“Plastic Ecologies, Plastic Lives: Sam Taylor’s THE BOOK OF FOOLS” by Patrick Thomas Henry

In his new hybrid-form collection The Book of Fools: An Essay in Memoir and Verse, Sam Taylor charts an eco-poetics that frames the remote atolls of the self against the present calamities of climate change. Taylor’s tools for this creative cartography are found forms, lyrical essays, visual experiments, and the accumulated detritus of culture, from antiquity to present. With invocations of the Orpheus myth, re-imaginings of Pablo Picasso and Henri Matisse, elegiac meditations on grief and loss, and besmirched pastorals mourning the plastic-clogged oceans, this collection crafts a literary diorama from the firm stuff of poetic form, the familiar templates of myth, and the flexible bindings of language. In this environment, the past and present and future, ourselves and our others, co-exist in catastrophe and loss.

Taylor’s meditations on grief, the death of his mother, and the perils of pollution and climate change magnetize and orient this collection. Rather than foreground this conventional territory, though, Taylor instead signals that we’re in the midst of a crisis of representation. Our existing literary forms aren’t up to the task of depicting the ravages of climate change. The collection’s first poem, entitled “Journey,” sets the terms of engagement:

When I entered the room, it was like entering a painting: It was widely known that there were problems with the lyric, as it might be known there were problems with a marriage.

The strikethroughs are just one of Taylor’s formal ploys in this collection, inviting multiple readings of the same poem: we simultaneously enter a room, a painting, a lyric, a charged personal encounter, and an abstract rumination on form. This formatting recurs in numerous later poems, as evidence of the collection’s interest in revising (and rediscovering) the self.

Yet, “Journey” accomplishes more than a mere sign-posting of Taylor’s formal play. The struck-through sentence sutures lived movements, prosody, and the visual arts. The statement also performs a bit of poetic sleight-of-hand: this editorial strike elides the poem’s speaker, misdirects our attention to the formal limitations of the lyric, and likens our awareness of the lyric’s faults to the low-key awareness that a marriage is on the rocks. (From that crossed-out “I,” we might also suspect that this is the speaker’s indirect way of confronting the lyric and the marriage simultaneously.)
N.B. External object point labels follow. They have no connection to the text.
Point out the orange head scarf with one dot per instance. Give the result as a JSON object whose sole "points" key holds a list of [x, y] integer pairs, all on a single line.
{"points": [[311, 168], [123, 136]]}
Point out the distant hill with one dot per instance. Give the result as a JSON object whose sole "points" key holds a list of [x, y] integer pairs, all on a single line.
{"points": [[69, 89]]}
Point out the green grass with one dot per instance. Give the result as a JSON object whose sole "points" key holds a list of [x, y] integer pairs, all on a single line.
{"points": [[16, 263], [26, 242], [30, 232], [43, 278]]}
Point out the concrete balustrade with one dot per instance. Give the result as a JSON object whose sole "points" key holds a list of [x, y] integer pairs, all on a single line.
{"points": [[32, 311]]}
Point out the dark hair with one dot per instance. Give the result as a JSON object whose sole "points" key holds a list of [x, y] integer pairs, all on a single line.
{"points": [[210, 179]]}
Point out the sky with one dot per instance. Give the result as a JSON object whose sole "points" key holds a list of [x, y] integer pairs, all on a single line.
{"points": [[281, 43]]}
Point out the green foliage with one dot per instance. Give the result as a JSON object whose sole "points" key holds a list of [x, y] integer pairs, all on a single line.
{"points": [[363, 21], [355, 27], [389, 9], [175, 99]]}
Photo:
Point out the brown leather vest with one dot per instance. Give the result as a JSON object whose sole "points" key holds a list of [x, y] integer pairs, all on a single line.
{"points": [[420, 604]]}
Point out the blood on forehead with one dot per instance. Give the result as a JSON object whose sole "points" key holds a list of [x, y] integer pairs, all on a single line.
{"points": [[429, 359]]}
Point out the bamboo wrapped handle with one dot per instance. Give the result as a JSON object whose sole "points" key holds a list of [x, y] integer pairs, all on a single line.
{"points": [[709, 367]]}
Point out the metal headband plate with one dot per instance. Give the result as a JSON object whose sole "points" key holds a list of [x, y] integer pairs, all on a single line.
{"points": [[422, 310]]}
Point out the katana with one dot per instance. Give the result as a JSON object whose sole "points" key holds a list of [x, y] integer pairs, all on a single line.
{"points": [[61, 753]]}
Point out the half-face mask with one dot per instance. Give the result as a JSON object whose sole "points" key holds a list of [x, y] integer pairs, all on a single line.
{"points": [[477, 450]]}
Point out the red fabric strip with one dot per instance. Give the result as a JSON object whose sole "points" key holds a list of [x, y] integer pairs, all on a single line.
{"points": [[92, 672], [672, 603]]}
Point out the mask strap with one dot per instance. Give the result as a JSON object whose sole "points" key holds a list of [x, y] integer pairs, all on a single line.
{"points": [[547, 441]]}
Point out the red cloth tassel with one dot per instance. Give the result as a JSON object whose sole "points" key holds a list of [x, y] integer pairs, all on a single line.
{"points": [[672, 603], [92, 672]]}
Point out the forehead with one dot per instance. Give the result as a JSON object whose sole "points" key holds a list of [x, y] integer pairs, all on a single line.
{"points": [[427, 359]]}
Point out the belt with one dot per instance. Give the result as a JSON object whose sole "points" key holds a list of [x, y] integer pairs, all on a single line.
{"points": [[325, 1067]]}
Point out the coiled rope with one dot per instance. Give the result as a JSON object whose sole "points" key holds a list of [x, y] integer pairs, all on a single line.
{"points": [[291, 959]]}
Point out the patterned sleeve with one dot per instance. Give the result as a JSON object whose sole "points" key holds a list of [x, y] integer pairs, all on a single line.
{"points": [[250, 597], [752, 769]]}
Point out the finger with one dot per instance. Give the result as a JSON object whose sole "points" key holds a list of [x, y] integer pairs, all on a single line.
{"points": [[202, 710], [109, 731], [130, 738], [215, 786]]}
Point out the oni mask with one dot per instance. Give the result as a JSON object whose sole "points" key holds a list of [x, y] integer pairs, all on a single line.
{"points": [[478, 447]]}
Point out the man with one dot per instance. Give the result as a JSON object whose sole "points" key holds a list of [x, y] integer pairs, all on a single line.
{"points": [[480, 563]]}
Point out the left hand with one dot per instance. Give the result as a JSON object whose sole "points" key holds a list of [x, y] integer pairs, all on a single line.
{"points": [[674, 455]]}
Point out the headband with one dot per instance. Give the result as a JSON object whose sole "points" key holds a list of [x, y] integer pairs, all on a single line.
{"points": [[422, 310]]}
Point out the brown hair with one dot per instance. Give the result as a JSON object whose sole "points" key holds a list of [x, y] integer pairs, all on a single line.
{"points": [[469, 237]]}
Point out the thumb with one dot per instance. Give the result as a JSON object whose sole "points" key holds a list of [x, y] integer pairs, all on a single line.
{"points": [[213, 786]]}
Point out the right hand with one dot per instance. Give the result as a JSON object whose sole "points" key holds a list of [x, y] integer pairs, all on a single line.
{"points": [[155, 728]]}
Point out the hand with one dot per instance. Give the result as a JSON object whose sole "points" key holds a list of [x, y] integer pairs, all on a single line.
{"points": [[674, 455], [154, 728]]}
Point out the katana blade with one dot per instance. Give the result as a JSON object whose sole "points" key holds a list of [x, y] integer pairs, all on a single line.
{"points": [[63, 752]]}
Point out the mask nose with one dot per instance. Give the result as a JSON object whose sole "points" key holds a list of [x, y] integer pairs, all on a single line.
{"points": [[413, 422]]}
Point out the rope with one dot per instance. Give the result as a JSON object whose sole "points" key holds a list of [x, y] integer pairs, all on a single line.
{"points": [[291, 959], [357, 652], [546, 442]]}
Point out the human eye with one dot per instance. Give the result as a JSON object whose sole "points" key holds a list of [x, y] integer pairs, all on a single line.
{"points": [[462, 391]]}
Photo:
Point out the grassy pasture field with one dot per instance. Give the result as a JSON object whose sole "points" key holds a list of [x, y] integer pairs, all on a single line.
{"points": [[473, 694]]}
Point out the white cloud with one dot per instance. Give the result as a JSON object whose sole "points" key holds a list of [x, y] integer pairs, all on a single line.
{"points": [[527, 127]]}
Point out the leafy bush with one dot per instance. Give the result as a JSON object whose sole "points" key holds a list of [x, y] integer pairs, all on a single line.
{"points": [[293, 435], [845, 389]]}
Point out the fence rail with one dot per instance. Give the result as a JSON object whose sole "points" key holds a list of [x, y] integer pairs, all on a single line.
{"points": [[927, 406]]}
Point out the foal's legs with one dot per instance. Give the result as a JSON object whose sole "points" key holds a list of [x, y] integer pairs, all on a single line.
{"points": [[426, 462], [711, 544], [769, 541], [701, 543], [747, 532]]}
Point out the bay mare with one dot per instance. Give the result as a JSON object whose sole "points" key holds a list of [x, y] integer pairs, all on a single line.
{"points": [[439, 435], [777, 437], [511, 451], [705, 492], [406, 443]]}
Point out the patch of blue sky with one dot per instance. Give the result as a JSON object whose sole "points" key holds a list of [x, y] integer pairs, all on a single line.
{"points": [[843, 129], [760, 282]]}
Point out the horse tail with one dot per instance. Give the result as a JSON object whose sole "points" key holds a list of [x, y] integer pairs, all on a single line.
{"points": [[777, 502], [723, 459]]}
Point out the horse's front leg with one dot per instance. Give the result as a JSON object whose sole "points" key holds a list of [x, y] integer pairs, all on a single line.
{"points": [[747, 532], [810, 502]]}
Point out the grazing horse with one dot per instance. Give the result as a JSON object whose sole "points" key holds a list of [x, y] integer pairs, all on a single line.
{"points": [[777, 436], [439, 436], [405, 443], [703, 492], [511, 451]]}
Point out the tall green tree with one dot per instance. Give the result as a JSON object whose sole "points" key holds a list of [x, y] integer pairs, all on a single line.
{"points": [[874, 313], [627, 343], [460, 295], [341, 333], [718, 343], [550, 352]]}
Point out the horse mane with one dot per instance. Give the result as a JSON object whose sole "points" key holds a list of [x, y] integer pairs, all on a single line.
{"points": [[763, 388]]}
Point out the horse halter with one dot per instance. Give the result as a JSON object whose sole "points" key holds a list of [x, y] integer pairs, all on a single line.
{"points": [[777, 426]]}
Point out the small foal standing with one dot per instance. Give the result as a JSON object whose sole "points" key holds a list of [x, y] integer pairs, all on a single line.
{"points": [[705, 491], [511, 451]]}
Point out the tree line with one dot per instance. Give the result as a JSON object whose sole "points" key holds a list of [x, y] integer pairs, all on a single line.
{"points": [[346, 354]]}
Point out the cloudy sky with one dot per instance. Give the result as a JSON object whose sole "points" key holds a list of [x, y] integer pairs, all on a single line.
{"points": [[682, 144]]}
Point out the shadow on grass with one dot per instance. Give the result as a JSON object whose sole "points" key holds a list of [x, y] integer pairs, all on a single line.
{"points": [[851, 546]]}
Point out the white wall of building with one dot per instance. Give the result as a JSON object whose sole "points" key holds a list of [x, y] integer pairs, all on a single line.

In this poem, as in the ecosystem rendered in Taylor’s book, the self, the lyric, mythology, art, and the natural world co-exist on the same fragile web of meaning, possibility, and precarity. For Taylor, this storm front of potential and conflict converges around a single word, which is both abstraction and material thing: plastic. In a lyric essay entitled “Intermission, and While Some Go to the Bathroom, a Short Lecture on Plastic,” the collection muses over the aesthetic and ecological hazard of plastic. Part etymology, part free association, and part rumination on the divine, the essay traces the term “plastic” from its origins in the Greek gods’ ability to manufacture humankind from clay, to its deployment in the “plastic arts” practiced by painters and sculptors, and lastly to its co-opting by capitalists. Ultimately, Taylor concludes that

The lyric is a plastic mode, but it is not made of plastic. It is made out of feeling, language, and the things of the world. It is made out of God’s heart, which we are eating, in a particular moment and always. A lyric does not tell the story of what happened, [. . .] because what happened is plastic in the hands of memory.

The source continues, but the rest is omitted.